Washington, D.C.  20549


FORM 8-A

	

AMENDMENT TO APPLICATION OR REPORT
Filed Pursuant to Section 12, 13 or 15(d) of
the Securities Exchange Act of 1934

	

                  HOOK-SUPERX, INC.                  
(Exact name of registrant as specified in its charter)

AMENDMENT NO. 1

To Registration Statement on Form 8-A
dated June 29, 1992 relating to 
Preferred Stock Purchase Rights

Delaware                   1-11122                31-1186877

(State or other       (Commission File         (I.R.S. Employer
jurisdiction of            Number)            Identification No.)
incorporation)



   175 Tri-County Parkway, Cincinnati, Ohio  	45246-3222
   (Address of principal executive offices)  	 (Zip Code)

	The undersigned registrant hereby amends the following 
items, financial statements, exhibits or other portions of 
its Registration Statement on Form 8-A as set forth in the 
pages attached hereto:

1.	Item 1.		Description of Registrant's Securities 
to be Registered.

2.	Item 2.		Exhibits.




Exhibit Index Appears on Page 2
Page 1 of 3 Pages


<PAGE>
1.	ITEM 1.	Description of Registrant's Securities to be Registered.

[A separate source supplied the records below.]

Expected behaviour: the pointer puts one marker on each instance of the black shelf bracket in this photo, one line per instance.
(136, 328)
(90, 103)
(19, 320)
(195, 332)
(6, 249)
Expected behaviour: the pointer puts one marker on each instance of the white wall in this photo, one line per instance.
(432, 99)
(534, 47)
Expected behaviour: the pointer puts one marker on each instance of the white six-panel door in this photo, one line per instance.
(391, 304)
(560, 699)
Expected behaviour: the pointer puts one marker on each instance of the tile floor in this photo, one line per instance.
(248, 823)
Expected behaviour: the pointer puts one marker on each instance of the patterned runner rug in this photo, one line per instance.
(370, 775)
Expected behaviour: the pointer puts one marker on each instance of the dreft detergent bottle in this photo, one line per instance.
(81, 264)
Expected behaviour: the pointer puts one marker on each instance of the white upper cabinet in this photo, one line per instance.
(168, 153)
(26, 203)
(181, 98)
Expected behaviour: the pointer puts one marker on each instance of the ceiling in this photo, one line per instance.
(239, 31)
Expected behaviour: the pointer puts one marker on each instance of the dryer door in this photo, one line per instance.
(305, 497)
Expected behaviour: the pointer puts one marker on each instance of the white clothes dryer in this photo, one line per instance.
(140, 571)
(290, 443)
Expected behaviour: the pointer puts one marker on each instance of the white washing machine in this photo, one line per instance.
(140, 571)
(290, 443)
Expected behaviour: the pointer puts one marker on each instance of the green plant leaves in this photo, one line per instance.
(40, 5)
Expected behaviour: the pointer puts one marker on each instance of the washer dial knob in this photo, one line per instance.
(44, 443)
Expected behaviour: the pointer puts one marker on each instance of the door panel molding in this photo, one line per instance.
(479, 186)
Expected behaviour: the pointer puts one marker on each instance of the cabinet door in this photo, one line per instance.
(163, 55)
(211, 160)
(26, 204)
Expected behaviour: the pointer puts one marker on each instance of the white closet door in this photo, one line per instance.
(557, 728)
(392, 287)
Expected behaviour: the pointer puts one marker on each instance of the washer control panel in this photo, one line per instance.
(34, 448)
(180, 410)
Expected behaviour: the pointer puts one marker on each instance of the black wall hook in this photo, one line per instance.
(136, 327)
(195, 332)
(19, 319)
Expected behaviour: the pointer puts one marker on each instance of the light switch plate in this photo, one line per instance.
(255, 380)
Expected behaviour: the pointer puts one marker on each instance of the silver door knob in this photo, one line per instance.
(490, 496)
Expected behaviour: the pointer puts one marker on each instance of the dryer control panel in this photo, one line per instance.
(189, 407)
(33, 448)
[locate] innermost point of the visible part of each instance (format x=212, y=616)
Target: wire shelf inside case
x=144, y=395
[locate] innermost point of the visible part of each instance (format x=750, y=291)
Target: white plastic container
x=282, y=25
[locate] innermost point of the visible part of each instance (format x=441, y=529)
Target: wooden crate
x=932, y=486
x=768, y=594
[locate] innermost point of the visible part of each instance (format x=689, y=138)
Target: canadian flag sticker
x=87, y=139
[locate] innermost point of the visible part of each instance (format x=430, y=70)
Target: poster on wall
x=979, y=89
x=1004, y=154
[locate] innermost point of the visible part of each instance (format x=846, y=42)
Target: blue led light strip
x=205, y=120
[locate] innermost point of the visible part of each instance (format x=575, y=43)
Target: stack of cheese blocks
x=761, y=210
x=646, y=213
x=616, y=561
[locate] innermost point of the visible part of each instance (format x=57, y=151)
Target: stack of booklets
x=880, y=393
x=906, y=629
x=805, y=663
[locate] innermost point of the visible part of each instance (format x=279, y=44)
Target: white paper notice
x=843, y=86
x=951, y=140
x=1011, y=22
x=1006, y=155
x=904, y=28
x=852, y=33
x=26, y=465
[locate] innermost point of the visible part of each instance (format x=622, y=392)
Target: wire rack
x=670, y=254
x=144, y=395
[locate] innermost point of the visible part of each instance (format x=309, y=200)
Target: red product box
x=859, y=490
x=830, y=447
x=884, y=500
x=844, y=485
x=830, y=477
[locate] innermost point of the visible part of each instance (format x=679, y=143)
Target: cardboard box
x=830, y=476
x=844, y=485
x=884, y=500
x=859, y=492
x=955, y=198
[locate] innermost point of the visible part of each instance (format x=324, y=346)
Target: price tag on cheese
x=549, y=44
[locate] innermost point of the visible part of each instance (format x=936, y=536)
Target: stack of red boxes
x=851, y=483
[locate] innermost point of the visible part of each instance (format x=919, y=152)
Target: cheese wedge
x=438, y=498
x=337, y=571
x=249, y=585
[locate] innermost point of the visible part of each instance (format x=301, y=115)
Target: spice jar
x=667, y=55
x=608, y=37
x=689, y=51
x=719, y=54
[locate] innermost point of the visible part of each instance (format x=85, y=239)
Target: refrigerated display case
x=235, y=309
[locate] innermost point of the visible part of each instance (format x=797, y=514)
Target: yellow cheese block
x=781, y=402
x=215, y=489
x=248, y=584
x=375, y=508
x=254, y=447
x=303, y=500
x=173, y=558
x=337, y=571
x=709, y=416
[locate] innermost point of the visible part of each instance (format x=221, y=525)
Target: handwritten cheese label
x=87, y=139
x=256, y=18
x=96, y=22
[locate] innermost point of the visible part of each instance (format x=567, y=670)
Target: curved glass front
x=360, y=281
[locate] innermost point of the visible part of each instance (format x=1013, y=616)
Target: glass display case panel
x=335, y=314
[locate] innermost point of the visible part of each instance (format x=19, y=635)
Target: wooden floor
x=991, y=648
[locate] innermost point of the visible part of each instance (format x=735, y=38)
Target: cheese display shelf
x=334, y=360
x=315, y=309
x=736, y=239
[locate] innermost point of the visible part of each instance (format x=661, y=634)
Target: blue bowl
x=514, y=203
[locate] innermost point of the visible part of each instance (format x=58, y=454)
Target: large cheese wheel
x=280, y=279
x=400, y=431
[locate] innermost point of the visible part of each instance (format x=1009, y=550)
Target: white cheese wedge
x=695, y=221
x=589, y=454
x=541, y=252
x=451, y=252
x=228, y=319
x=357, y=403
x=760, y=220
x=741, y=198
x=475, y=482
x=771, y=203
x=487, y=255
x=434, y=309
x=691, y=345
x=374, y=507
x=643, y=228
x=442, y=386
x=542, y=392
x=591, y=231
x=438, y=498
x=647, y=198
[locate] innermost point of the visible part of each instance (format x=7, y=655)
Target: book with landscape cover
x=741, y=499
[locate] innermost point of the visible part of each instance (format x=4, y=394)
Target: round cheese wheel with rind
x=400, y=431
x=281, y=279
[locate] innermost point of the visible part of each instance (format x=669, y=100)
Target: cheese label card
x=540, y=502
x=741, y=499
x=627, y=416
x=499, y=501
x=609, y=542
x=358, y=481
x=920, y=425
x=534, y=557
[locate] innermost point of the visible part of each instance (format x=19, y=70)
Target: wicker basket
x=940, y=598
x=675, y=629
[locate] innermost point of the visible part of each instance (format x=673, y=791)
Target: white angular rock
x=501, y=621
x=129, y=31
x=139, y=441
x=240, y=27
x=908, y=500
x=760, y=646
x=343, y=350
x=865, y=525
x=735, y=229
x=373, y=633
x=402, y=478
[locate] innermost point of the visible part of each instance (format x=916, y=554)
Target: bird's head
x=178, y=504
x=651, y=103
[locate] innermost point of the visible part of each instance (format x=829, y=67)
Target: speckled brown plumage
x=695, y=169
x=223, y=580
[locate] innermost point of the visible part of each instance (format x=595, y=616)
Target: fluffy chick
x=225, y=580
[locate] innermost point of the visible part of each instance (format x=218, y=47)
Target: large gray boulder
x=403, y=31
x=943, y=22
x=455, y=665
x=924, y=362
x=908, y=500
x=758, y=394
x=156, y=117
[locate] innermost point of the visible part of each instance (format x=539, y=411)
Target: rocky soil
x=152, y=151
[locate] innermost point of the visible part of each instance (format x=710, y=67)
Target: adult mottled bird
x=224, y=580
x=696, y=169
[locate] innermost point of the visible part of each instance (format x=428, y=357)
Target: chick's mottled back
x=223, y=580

	On April 1, 1994, the Board of Directors of Hook-
SupeRx, Inc., a Delaware corporation (the "Company"), 
approved an Amendment, dated as of March 30, 1994, to the 
Rights Agreement, dated as of June 3, 1992 (the "Rights 
Agreement"), between the Company and The Bank of New York, a 
New York banking corporation (the "Bank"), pursuant to 
which, among other things, the definition of an "Acquiring 
Person" under the Rights Agreement was amended to exclude 
Revco D.S., Inc., a Delaware corporation ("Revco"), and HSX 
Acquisition Corp., a Delaware corporation and wholly-owned 
subsidiary of Revco ("Acquisition Sub"), if they obtained 
Beneficial Ownership (as defined in the Rights Agreement) of 
more than the permitted percentage of common stock, $.01 par 
value per share, of the Company solely as a result of the 
execution, delivery and performance of the Agreement and 
Plan of Merger, dated as of March 31, 1994, between the 
Company, Revco and Acquisition Sub and the Voting Agreement, 
dated as of March 31, 1994, among Revco, Acquisition Sub and 
certain of the shareholders of the Company specified therein 
(as such agreements may be amended from time to time).

2.	ITEM 2.	Exhibits.

	Item 2 is amended by adding a new Exhibit as follows:

*	Amendment to Rights Agreement, dated as of  March 
30, 1994, between Hook-SupeRx, Inc. and The Bank 
of New York


EXHIBIT INDEX

  	Exhibit
	  Number		    	Description

     2.         Amendment to Rights Agreement, dated as of  
                March 30, 1994, between Hook-SupeRx, Inc. 
                and The Bank of New York










Page 2 of 3 Pages


<PAGE>
SIGNATURE

	Pursuant to the requirements of the Securities Exchange 
Act of 1934, the Registrant has duly caused this amendment 
to be signed on its behalf by the undersigned hereunto duly 
authorized.

						                             HOOK-SUPERX, INC.
					                             	(Registrant)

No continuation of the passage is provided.